We took the opportunity presented by the studio to develop a proposal, taking the principle of commemorating all individual casualties as applied at the Armed Forces Memorial and extending that same level of commemoration back to include all British and Commonwealth casualties of the two World Wars. It was a big concept as we were attempting to list 1,700,000 names on a single memorial at a single site. This has to be seen in the context of the Armed Forces Memorial’s capacity of 30,000 and the Vietnam War Memorial’s completed roll call of 58,000. The story should have ended in 2006 with the concept consigned to the bottom drawer of great ideas destined for nowhere. There was no site, no budget, no client and no fees; however there was a kernel of sudden and unexpected local support.
We found local council officers became enthusiastic and urged us to present the scheme to a wider and wider audience. Key stakeholder buy in followed, and the Local Planning Authority and landowner began committing time and resources to the potential of the scheme. The core of all engagement at both public and stakeholder level has always been the emotional resonance of the subject matter but to that core supporters started adding the commercial, political and investment rationale that is required to lift a scheme off the drawing board and into construction.
The plans to date have been through several iterations as interest groups and site constraints pushed and pulled at the plans, but the conceptual integrity remains. The memorial comprises 12 white granite retaining walls that step down over a former barrack site above the White Cliffs on Dover’s Western Heights. Each of the walls represents one of the years of conflict from 1914–1945 on which the casualty names, as recorded by the Commonwealth War Graves Commission, are inscribed.
The heritage benefit comes from the investment in the frayed historic fabric of the area. Both the North Entrance to the historic fortress complex and the remarkable Drop Redoubt will be drawn into the scheme, deriving investment, use, visitors and a significantly enhanced identity from the memorial’s presence. Less comfortably but equally necessarily the local business community has established that the local economy would derive annual indirect benefits from the memorial’s visitors of around £12.5 million.

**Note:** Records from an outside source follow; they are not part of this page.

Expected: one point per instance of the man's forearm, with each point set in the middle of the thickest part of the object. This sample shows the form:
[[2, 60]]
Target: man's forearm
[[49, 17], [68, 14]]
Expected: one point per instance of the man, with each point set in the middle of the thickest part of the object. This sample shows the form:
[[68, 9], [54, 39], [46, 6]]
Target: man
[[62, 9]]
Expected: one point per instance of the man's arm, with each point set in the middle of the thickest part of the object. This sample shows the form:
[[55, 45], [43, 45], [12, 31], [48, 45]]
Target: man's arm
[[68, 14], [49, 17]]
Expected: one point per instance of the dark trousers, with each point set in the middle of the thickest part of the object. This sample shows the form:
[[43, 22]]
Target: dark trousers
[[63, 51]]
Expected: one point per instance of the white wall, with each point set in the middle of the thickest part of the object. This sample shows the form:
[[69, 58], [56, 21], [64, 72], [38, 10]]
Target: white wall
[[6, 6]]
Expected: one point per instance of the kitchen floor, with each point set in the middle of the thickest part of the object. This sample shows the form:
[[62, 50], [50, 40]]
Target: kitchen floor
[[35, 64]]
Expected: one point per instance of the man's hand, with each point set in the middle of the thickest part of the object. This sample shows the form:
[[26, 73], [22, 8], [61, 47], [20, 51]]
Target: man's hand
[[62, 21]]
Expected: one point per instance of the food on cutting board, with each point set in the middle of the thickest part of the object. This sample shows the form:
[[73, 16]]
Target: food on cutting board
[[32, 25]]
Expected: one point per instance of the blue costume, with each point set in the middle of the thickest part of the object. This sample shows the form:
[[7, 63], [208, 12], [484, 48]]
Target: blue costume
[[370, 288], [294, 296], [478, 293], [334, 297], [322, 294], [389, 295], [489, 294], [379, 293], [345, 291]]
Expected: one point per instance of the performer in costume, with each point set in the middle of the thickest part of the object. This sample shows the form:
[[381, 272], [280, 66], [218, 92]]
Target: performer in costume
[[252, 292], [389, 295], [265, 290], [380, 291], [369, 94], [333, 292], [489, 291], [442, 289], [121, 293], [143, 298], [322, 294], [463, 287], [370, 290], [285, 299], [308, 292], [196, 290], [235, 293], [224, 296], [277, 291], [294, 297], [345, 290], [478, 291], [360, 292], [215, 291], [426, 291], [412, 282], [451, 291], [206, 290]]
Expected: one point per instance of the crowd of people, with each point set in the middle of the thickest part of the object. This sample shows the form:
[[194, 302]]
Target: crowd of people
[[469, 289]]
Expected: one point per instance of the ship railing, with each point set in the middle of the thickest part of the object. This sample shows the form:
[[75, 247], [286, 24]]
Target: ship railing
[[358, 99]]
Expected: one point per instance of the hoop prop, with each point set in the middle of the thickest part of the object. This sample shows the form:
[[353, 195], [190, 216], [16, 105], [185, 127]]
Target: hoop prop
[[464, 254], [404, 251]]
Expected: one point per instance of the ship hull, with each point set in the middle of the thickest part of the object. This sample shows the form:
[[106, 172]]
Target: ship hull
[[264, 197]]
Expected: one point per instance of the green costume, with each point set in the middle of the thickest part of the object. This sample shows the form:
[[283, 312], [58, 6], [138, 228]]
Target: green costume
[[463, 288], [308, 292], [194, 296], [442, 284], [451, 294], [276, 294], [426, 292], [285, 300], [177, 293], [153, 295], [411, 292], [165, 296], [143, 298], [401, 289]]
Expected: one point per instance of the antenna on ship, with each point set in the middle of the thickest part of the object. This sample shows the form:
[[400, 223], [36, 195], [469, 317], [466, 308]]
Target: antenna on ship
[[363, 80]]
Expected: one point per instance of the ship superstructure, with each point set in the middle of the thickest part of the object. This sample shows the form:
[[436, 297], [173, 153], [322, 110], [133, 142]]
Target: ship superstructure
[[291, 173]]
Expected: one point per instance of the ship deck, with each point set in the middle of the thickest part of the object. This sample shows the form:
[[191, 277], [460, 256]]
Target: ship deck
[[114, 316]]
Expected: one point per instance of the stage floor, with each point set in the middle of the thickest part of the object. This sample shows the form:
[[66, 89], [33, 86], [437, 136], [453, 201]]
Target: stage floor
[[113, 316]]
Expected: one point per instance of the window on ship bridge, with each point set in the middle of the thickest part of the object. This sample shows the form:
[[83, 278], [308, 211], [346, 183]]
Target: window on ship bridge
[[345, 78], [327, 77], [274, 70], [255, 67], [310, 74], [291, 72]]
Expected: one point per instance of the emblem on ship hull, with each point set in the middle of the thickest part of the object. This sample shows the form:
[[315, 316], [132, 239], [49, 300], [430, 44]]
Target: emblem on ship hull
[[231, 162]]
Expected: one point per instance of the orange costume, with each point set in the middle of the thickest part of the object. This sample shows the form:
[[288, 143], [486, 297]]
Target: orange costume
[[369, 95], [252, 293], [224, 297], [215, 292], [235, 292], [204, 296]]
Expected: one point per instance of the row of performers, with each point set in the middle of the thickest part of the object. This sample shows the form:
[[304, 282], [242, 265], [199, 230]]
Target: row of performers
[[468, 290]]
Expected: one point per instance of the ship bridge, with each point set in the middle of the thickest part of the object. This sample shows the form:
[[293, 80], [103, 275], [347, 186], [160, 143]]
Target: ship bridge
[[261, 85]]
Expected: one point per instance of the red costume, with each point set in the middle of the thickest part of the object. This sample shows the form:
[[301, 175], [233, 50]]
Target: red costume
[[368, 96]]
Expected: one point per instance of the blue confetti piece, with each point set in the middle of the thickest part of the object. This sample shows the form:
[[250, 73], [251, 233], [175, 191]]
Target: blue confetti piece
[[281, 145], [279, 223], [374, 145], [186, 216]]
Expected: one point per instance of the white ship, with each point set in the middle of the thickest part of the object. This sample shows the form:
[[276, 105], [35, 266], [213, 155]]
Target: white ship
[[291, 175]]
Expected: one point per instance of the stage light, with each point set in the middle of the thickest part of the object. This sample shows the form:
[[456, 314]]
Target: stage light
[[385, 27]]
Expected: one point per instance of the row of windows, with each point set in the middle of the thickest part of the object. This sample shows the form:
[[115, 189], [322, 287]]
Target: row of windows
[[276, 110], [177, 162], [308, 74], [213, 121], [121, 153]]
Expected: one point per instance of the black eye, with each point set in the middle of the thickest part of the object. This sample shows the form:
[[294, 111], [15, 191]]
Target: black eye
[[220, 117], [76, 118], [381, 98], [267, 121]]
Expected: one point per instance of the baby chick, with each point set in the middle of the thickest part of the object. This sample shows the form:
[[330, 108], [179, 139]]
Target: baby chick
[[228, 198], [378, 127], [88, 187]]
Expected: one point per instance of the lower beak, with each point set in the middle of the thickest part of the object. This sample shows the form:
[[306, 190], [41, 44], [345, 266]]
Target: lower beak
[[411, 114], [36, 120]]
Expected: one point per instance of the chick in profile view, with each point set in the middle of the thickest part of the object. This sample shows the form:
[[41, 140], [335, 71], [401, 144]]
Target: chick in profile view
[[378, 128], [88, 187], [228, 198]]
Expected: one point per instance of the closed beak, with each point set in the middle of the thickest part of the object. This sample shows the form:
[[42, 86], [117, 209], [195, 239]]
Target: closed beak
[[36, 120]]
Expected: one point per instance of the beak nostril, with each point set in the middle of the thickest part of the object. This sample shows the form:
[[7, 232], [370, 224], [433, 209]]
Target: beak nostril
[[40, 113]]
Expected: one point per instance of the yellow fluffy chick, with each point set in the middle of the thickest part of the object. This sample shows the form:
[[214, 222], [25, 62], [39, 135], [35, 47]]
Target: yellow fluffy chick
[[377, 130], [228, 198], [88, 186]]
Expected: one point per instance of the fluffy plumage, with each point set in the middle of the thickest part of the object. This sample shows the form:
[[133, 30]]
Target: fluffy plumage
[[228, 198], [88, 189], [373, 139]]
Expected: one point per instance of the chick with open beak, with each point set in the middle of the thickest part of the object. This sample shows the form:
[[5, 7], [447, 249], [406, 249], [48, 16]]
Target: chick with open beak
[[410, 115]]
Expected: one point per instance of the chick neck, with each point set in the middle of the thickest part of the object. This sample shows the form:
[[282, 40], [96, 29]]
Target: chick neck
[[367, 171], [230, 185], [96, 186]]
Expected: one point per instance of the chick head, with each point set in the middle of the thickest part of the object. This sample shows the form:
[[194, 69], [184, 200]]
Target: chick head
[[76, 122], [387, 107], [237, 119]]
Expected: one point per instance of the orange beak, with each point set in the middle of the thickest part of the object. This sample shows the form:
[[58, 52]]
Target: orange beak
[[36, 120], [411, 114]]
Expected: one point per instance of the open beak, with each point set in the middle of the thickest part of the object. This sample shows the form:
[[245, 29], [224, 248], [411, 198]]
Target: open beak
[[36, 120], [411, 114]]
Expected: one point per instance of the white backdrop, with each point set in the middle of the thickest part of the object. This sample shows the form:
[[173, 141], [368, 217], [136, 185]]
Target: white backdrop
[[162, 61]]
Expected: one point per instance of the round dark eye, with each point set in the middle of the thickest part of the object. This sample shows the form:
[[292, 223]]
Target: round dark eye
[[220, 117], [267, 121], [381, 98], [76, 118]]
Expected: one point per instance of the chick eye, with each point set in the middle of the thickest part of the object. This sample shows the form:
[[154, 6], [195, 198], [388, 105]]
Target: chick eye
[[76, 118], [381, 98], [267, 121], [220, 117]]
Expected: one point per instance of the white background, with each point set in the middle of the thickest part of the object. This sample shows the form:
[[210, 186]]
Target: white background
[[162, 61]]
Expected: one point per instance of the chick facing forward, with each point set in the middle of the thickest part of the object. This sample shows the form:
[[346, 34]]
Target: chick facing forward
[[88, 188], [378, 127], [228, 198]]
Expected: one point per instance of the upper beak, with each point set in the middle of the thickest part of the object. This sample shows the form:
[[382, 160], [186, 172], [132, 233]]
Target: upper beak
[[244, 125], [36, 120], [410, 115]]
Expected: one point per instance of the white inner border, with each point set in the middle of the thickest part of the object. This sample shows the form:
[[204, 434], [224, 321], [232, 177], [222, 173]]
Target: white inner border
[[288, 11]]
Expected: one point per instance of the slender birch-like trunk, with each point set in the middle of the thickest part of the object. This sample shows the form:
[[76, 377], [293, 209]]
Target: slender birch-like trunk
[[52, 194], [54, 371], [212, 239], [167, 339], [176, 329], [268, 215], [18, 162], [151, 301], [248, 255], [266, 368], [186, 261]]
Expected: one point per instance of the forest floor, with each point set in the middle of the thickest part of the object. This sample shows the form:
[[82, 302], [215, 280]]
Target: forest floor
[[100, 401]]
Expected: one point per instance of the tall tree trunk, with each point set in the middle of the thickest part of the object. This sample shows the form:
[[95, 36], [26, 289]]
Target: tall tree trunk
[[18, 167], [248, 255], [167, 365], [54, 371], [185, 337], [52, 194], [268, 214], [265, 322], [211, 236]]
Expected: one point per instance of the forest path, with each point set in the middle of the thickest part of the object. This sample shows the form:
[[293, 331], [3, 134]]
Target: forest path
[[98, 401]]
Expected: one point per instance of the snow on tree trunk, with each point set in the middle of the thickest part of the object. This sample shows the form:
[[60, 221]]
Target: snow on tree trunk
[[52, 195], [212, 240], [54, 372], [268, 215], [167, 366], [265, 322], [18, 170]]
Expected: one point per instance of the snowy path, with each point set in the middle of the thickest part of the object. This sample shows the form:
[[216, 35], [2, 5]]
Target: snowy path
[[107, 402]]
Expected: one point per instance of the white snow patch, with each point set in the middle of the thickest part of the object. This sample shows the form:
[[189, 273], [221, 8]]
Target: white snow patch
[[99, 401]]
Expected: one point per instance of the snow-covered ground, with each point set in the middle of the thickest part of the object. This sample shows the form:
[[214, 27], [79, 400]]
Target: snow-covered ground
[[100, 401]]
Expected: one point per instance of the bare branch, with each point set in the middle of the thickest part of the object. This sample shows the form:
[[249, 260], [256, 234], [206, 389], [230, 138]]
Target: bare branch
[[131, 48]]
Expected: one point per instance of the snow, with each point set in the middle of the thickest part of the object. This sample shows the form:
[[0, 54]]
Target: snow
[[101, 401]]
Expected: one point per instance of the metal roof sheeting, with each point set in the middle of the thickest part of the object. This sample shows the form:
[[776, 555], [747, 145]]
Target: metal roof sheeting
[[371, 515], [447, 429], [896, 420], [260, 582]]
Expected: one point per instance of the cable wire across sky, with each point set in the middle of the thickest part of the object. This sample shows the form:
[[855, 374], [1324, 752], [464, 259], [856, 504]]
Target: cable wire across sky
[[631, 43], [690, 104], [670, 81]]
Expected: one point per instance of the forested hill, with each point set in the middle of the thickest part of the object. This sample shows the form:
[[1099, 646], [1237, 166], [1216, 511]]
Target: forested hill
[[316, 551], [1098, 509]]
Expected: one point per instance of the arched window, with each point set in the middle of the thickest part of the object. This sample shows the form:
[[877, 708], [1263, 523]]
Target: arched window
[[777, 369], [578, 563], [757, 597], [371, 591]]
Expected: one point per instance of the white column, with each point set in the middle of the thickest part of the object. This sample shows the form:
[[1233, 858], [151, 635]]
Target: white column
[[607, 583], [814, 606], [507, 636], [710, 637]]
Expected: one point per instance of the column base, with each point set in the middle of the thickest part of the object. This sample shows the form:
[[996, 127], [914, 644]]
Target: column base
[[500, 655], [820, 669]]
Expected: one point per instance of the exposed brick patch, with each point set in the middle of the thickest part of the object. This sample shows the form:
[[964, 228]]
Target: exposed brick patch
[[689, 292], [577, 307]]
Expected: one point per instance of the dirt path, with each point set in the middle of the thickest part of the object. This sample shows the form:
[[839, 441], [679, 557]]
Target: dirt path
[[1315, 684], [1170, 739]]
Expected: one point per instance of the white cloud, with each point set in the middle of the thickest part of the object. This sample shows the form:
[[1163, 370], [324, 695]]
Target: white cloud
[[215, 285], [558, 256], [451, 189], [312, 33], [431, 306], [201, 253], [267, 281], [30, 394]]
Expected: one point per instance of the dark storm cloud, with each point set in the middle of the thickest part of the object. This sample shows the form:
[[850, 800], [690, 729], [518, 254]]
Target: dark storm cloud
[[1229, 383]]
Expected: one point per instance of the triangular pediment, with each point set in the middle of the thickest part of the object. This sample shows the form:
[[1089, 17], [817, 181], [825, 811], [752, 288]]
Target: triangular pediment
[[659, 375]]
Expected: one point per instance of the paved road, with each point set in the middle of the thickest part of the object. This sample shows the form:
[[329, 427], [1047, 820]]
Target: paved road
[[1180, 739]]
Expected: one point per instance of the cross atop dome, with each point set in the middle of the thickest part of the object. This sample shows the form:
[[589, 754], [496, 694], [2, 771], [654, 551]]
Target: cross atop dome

It remains to be seen if the National War Memorial will become a reality. Potentially the Millennial rush to commemorate has left the country and Commonwealth with memorial fatigue but that is never evident when we consult on the scheme. Whether it is the need for a secular architecture that can be deemed sacred, a yearning for a personal connection with the individuals who fell in the wars or the creation of a new national foundation myth, there is clearly a latent demand for appropriate and personal commemoration of the wars to continue, unintentionally turning landscape architects into social entrepreneurs.
John Pegg is a founder of Craft Pegg landscape architects.